The grant money was used to pay for vaccines, medicine, pet food, sulfur-dioxide filters, equipment for field officers, and helicopter rental.
This grant allowed us to vaccinate and treat pets who were at the pet-friendly evacuation shelter. Many pets were not up-to-date on their vaccines or were ill. We also used the funds to purchase pet food that we could leave for animals we were trying to rescue and to leave in traps. Almost every day, our staff and volunteers are going into the lava-flow zone to trap and rescue all types of animals. Many are needing to be airlifted by helicopter from the “lava-locked” areas. Our staff and volunteers were also able to receive needed supplies such as SO2 (sulfur dioxide) filters, walkie talkies, kennels and cell phones.
367 and counting
A dog named Bear (first photo) and his owner were separated moments before they were going to be rescued via helicopter. After numerous flyovers and subsequent searches, Bear could not be found. After several weeks, some volunteers hiked into the lava-flow zone and found him! He was much leaner, but in good spirits and happy to have some company after so many weeks. Fortunately, the rescuers were able to get a call through to us and we were able to pick him up (second photo).

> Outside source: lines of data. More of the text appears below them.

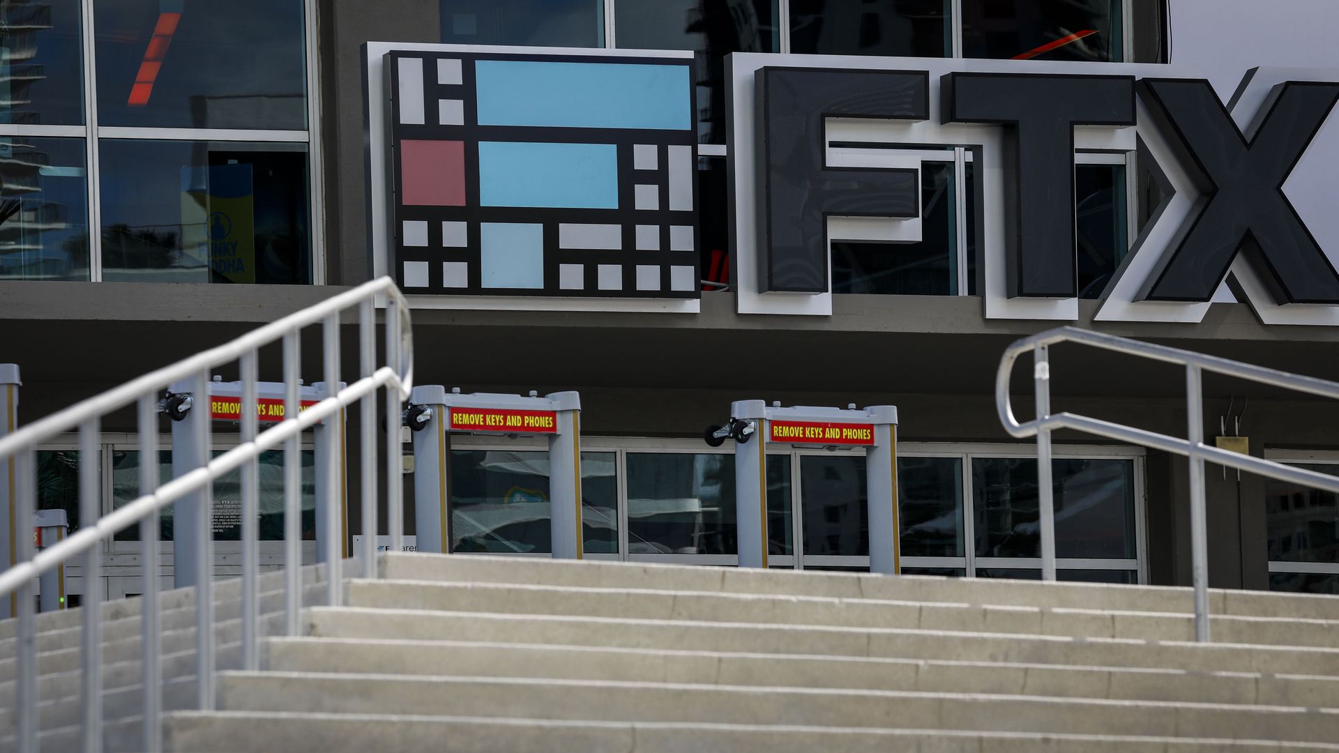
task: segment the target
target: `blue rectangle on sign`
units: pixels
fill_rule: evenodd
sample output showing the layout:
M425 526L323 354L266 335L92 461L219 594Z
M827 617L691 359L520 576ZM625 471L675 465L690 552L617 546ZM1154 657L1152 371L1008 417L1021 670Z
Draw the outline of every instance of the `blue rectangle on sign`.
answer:
M612 143L481 141L479 204L617 209L619 150Z
M474 71L481 126L692 127L687 62L479 60Z

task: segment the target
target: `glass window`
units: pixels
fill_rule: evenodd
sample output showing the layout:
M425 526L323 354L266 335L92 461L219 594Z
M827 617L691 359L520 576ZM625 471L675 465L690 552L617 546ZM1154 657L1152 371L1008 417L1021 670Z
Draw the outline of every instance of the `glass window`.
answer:
M1330 594L1339 596L1339 573L1271 572L1269 591L1289 591L1293 594Z
M833 292L957 295L953 205L953 163L921 162L921 241L833 243Z
M902 575L941 575L945 577L963 577L967 572L960 567L904 567Z
M944 58L949 0L790 0L790 51Z
M963 56L1121 62L1121 0L963 0Z
M620 48L694 50L698 131L703 143L726 143L726 55L777 52L774 0L615 0Z
M1055 556L1134 559L1134 462L1052 461ZM1042 556L1036 458L972 458L976 555Z
M1079 297L1101 297L1129 249L1125 166L1074 166L1074 226Z
M617 552L613 453L581 453L581 524L586 552ZM451 450L451 551L552 552L549 453Z
M897 458L897 510L901 556L964 556L963 460Z
M307 127L303 0L94 3L98 122Z
M442 0L442 42L604 47L603 0Z
M805 555L869 556L865 456L799 456Z
M66 510L70 531L79 528L78 450L37 450L37 509Z
M84 157L82 138L0 137L0 280L88 279Z
M224 450L214 450L218 457ZM316 539L316 453L303 450L301 505L303 539ZM171 450L158 452L158 482L171 481ZM260 456L260 540L284 540L284 453L269 450ZM233 470L214 481L216 541L240 541L242 535L242 472ZM139 450L115 450L111 454L111 506L112 509L135 500L139 496ZM158 536L162 541L173 540L174 506L163 508L158 517ZM131 525L116 533L116 541L138 541L139 527Z
M629 553L738 553L732 453L628 453L627 464Z
M1075 583L1138 583L1138 572L1133 569L1056 569L1056 580ZM1022 568L976 568L977 577L1007 577L1010 580L1040 580L1042 571Z
M102 139L108 281L312 279L307 145Z
M790 456L767 456L767 553L794 555Z
M79 0L0 4L0 123L83 125Z
M1339 465L1289 465L1339 476ZM1264 509L1271 561L1339 563L1339 494L1267 478Z

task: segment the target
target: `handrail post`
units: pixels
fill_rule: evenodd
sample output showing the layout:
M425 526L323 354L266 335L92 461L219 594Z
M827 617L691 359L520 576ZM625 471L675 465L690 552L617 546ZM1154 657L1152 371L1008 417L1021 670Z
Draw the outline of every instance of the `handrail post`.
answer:
M242 443L256 441L256 429L260 418L256 415L256 351L248 351L241 358L242 394L241 429ZM260 567L258 539L260 539L260 458L246 461L242 466L242 669L256 671L260 669L260 657L256 647L257 631L257 604L256 604L256 569Z
M372 299L359 307L358 322L358 375L371 376L376 370L376 307ZM375 577L376 567L376 395L368 395L359 402L359 422L362 423L363 456L360 478L363 481L363 551L355 552L363 560L363 577Z
M32 531L32 510L37 506L35 454L33 450L23 450L16 457L9 458L9 472L15 474L17 492L9 501L17 513L15 525L19 527L19 531ZM17 561L32 559L32 535L20 535L15 540L15 545L17 551L13 555L19 557ZM31 580L19 588L17 600L15 691L19 697L13 713L19 724L19 752L33 753L37 750L37 627Z
M1204 500L1204 390L1200 367L1185 367L1186 439L1190 442L1190 573L1194 586L1194 639L1209 642L1209 535Z
M324 355L324 398L335 397L339 393L339 314L325 318L321 330L321 352ZM344 443L344 409L325 421L324 431L324 486L325 493L317 494L316 500L316 527L320 531L317 544L324 544L324 552L319 552L317 559L325 560L325 603L337 607L340 603L340 560L344 557L344 531L343 531L343 489L344 469L340 466L340 448ZM324 513L324 520L321 513ZM324 523L324 527L321 525Z
M190 425L191 445L195 457L186 461L182 472L189 472L201 465L206 465L210 458L210 406L209 406L209 370L195 375L191 393L195 395L194 406L187 413L186 421ZM173 453L173 470L177 472L177 457ZM204 711L214 709L214 482L205 484L194 498L182 500L186 505L195 506L191 532L194 535L194 552L185 552L181 556L178 548L177 563L183 559L194 559L195 564L195 702ZM178 508L179 509L179 508ZM178 528L173 528L178 531Z
M301 331L284 335L284 421L297 421L297 374L301 368ZM299 634L303 608L303 458L299 437L284 441L284 634Z
M102 494L99 461L99 419L90 418L79 426L79 527L98 523ZM31 533L29 533L31 536ZM100 544L100 541L99 541ZM83 647L79 655L83 681L84 753L102 750L102 552L94 545L84 552L83 567Z
M1032 351L1036 419L1051 417L1051 354L1040 344ZM1051 430L1036 430L1036 512L1042 531L1042 580L1055 580L1055 488L1051 485Z
M400 310L395 301L386 301L386 363L395 368L400 363ZM400 394L386 390L386 533L390 536L388 553L399 553L404 541L404 508L400 478Z
M151 494L158 488L158 403L155 395L139 398L139 494ZM158 636L158 512L139 521L139 564L143 575L141 588L141 667L145 693L145 750L162 750L162 670Z

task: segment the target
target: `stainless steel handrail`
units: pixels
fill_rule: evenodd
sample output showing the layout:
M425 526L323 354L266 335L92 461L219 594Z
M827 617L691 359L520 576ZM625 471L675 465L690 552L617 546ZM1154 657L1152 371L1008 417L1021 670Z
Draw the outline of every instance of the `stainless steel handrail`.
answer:
M1050 346L1056 343L1078 343L1102 350L1115 351L1139 358L1176 363L1185 367L1186 389L1186 438L1169 437L1145 429L1102 421L1074 413L1051 413L1051 363ZM1032 381L1036 397L1036 418L1019 422L1014 418L1010 402L1010 379L1014 364L1024 352L1032 352ZM1023 338L1004 350L999 371L995 374L995 407L1000 423L1012 437L1020 439L1036 437L1039 517L1042 523L1042 577L1055 580L1055 531L1054 531L1054 489L1051 486L1051 431L1074 429L1106 437L1119 442L1142 445L1190 458L1190 549L1192 579L1194 584L1194 635L1197 640L1209 640L1209 564L1208 533L1204 501L1204 462L1212 461L1228 468L1236 468L1259 476L1277 478L1303 486L1314 486L1339 493L1339 477L1295 468L1253 456L1224 450L1204 443L1204 390L1205 371L1236 376L1261 385L1307 393L1324 398L1339 399L1339 383L1302 376L1239 363L1225 358L1204 355L1166 346L1156 346L1127 338L1103 335L1077 327L1058 327L1030 338Z
M376 303L382 300L384 308L384 356L382 366L376 366L376 339L375 315ZM359 379L335 391L339 385L339 326L340 315L358 310L359 316ZM301 330L307 326L323 326L323 364L325 378L325 397L307 410L299 403L299 372L300 372L300 338ZM257 359L260 348L270 343L283 343L284 362L284 393L285 414L284 421L257 433L256 421L256 385ZM141 442L142 458L157 457L158 448L158 397L159 391L173 383L190 381L194 387L195 403L191 410L208 411L208 382L210 370L232 362L240 362L242 382L241 395L241 443L179 474L171 481L158 485L157 464L150 460L141 461L141 494L135 500L116 508L106 516L99 515L99 484L98 484L98 433L103 415L130 406L137 406L137 422ZM133 379L119 387L108 390L82 401L66 410L55 413L40 421L0 437L0 460L11 458L15 465L17 494L13 500L16 509L16 528L19 531L32 529L32 516L36 509L36 446L40 442L78 429L79 431L79 529L71 536L59 541L42 552L33 552L31 536L16 536L19 551L17 564L0 573L0 598L12 592L19 594L17 599L17 631L16 631L16 707L17 720L17 748L23 753L37 749L37 654L36 654L36 619L33 604L33 579L58 564L83 555L84 557L84 596L83 610L83 636L80 653L80 687L82 687L82 748L86 752L102 749L102 598L95 580L99 568L98 544L110 539L118 531L139 523L141 535L141 563L143 569L143 604L142 604L142 647L143 647L143 750L158 750L162 745L162 678L161 646L159 646L159 614L158 614L158 512L193 492L208 489L218 477L236 469L242 469L242 663L245 669L257 669L257 635L258 635L258 608L257 608L257 525L252 520L257 512L257 462L265 450L279 446L284 448L284 517L285 517L285 630L289 635L299 631L299 610L301 608L300 591L300 548L299 548L299 517L300 517L300 457L299 438L305 429L311 429L323 419L337 417L347 406L362 402L363 443L362 443L362 480L363 480L363 527L368 532L364 536L362 552L355 552L363 560L364 569L370 572L376 555L376 504L372 498L376 489L376 442L375 442L375 415L376 403L374 397L378 390L384 390L384 411L390 421L399 417L400 405L408 399L414 386L414 342L410 327L410 311L404 296L395 287L390 277L372 280L351 291L332 296L331 299L308 307L303 311L285 316L277 322L266 324L216 348L206 350L191 358L183 359L171 366L166 366L138 379ZM208 414L206 414L208 415ZM208 448L208 425L201 430L206 433L204 446ZM343 422L331 421L335 431L343 431ZM403 537L402 521L403 505L400 480L400 437L395 430L386 435L386 494L387 494L387 528L391 537L391 551L400 549ZM329 442L333 446L333 442ZM147 453L147 454L143 454ZM206 454L208 457L208 454ZM331 473L335 465L331 464ZM325 486L331 490L327 498L317 498L317 505L331 509L329 520L340 520L339 505L343 504L339 494L339 484ZM189 502L187 502L189 504ZM209 504L208 498L204 504ZM201 516L208 521L208 512ZM340 559L341 547L333 536L328 536L327 552L327 599L331 604L339 603L340 592ZM194 586L194 599L197 611L197 699L202 709L213 705L214 683L214 640L213 640L213 579L209 577L212 563L212 539L204 536L201 543L205 553L202 561L206 567L201 569L201 577ZM182 552L178 552L178 556Z

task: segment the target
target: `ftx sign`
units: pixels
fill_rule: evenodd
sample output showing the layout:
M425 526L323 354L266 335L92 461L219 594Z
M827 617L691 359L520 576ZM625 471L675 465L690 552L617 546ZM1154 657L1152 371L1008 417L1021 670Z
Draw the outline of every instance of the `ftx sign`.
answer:
M1334 71L1256 68L1223 98L1173 66L728 64L740 312L830 314L830 244L919 241L921 155L963 149L987 318L1078 319L1074 163L1089 151L1145 166L1162 197L1098 320L1198 322L1227 281L1265 323L1339 324L1339 221L1308 226L1289 201L1339 166L1339 138L1318 138Z

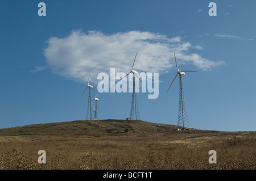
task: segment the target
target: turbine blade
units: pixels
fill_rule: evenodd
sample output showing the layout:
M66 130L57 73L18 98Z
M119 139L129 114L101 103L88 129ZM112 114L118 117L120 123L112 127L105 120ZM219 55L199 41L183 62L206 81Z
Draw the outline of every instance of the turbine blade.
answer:
M176 61L175 53L174 53L174 58L175 58L175 63L176 63L176 67L177 68L177 70L179 71L179 68L177 67L177 61Z
M174 83L174 81L175 80L176 78L177 77L177 74L178 74L178 73L176 73L176 74L175 77L174 77L174 80L172 81L172 83L171 83L171 85L170 86L170 87L169 87L169 88L168 89L167 91L166 92L168 92L168 91L169 91L170 88L171 87L171 86L172 85L172 83Z
M124 78L125 77L126 77L126 76L127 76L130 73L130 72L129 72L129 73L127 73L127 74L126 74L126 75L125 75L125 76L124 76L123 77L122 77L120 80L119 80L119 81L121 81L121 80L122 80L123 78Z
M86 88L85 88L85 89L84 90L84 92L82 92L82 95L81 95L81 96L82 96L82 94L84 94L84 92L85 92L85 91L86 90L86 89L87 89L88 87L86 87Z
M137 56L137 53L136 53L136 55L135 55L135 57L134 58L134 61L133 61L133 68L131 68L131 70L133 70L133 67L134 66L134 62L135 62L135 60L136 59L136 57Z
M141 80L141 79L139 78L139 76L138 76L137 74L135 74L135 75L141 81L141 82L142 82L142 81Z
M193 70L181 70L183 72L197 72L197 71L193 71Z

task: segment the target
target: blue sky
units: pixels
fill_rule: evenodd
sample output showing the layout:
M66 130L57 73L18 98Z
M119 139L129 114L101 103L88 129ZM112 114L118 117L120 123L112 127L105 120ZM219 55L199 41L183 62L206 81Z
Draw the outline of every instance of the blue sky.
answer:
M38 16L40 2L46 16ZM208 15L210 2L216 16ZM159 97L137 95L141 119L176 125L177 79L166 93L176 51L180 69L197 71L183 77L191 128L256 131L255 7L254 1L1 0L0 128L85 119L89 71L97 88L100 72L130 71L137 51L135 69L159 73ZM98 119L129 116L131 93L97 97Z

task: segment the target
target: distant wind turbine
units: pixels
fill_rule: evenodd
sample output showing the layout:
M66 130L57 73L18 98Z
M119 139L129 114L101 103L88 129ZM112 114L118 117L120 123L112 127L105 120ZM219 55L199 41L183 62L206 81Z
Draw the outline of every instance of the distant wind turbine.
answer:
M92 89L93 90L94 90L93 89L93 86L89 85L89 80L90 80L90 71L89 73L89 77L88 77L88 83L87 85L86 88L85 88L85 90L84 91L84 92L82 92L81 96L84 94L84 93L85 92L85 91L86 90L87 88L89 88L89 95L88 95L88 104L87 106L87 113L86 113L86 120L92 120L92 106L90 104L90 90Z

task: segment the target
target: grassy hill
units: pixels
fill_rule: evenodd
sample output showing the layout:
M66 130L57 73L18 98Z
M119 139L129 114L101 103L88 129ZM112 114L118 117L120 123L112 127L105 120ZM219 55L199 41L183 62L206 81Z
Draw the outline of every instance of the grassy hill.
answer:
M0 136L45 136L97 137L156 136L177 134L177 126L141 120L98 120L29 125L0 129ZM192 129L189 132L205 132Z
M256 169L256 132L141 120L76 120L0 129L2 169ZM210 150L217 163L208 162ZM39 164L38 151L46 151Z

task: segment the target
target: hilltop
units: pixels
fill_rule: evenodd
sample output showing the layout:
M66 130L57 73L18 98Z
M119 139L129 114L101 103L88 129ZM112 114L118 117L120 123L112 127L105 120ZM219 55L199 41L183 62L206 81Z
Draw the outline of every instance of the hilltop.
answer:
M76 120L38 124L0 129L0 136L40 136L60 137L98 137L106 136L157 136L178 134L177 126L142 120ZM213 131L192 129L191 133Z

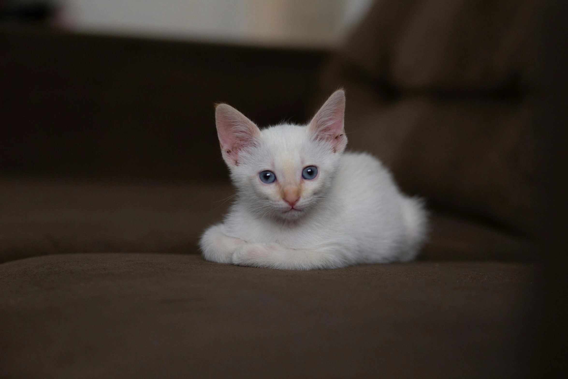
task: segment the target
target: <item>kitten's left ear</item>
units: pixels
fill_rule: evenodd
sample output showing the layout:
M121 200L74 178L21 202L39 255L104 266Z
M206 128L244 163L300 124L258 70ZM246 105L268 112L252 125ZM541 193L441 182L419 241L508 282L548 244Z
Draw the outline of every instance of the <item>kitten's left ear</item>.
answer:
M339 90L321 106L308 126L312 138L329 142L333 152L342 152L347 145L347 137L343 129L345 112L345 93Z

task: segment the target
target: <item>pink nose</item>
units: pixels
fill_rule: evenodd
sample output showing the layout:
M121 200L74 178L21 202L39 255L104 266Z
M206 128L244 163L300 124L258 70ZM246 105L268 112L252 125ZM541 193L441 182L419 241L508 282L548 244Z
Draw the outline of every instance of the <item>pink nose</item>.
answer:
M300 189L296 186L286 187L284 189L284 196L282 198L291 207L294 207L300 199Z

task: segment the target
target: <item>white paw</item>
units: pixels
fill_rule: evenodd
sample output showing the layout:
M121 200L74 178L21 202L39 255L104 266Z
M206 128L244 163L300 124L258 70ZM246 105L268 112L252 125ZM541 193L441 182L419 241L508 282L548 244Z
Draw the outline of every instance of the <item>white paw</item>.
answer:
M240 266L267 267L269 260L274 253L275 244L245 243L239 247L233 253L233 264Z

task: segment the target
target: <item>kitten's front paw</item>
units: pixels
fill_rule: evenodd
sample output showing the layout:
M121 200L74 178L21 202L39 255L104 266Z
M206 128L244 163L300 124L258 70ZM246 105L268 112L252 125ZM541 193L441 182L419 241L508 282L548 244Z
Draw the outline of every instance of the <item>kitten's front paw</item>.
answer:
M239 266L268 267L274 244L245 243L233 253L232 262Z

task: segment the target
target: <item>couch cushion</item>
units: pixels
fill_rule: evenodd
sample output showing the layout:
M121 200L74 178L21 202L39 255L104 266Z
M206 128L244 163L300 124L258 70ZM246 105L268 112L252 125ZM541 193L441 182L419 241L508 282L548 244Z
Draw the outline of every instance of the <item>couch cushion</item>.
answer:
M533 280L530 266L494 263L20 260L0 265L0 376L520 377Z
M197 252L228 185L0 181L0 262L86 252Z
M48 254L198 253L201 234L221 221L234 190L208 184L0 180L0 263ZM523 239L435 214L421 257L525 260Z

We had been in this area a few days prior to do an assessment and had spotted some cats and a duck. Over the weekend, we received requests for chickens and ducks, so we brought in quite a load of traps, carriers, and food. Approximately three miles of the highway was trapped between two lava fields and both ends had fairly high sulfur-dioxide readings, so we try to get in and out of those areas quickly.
At the end of the day, Bear was joined by three chickens (third photo), three ducks, one adult domestic cat and a weeks-old kitten.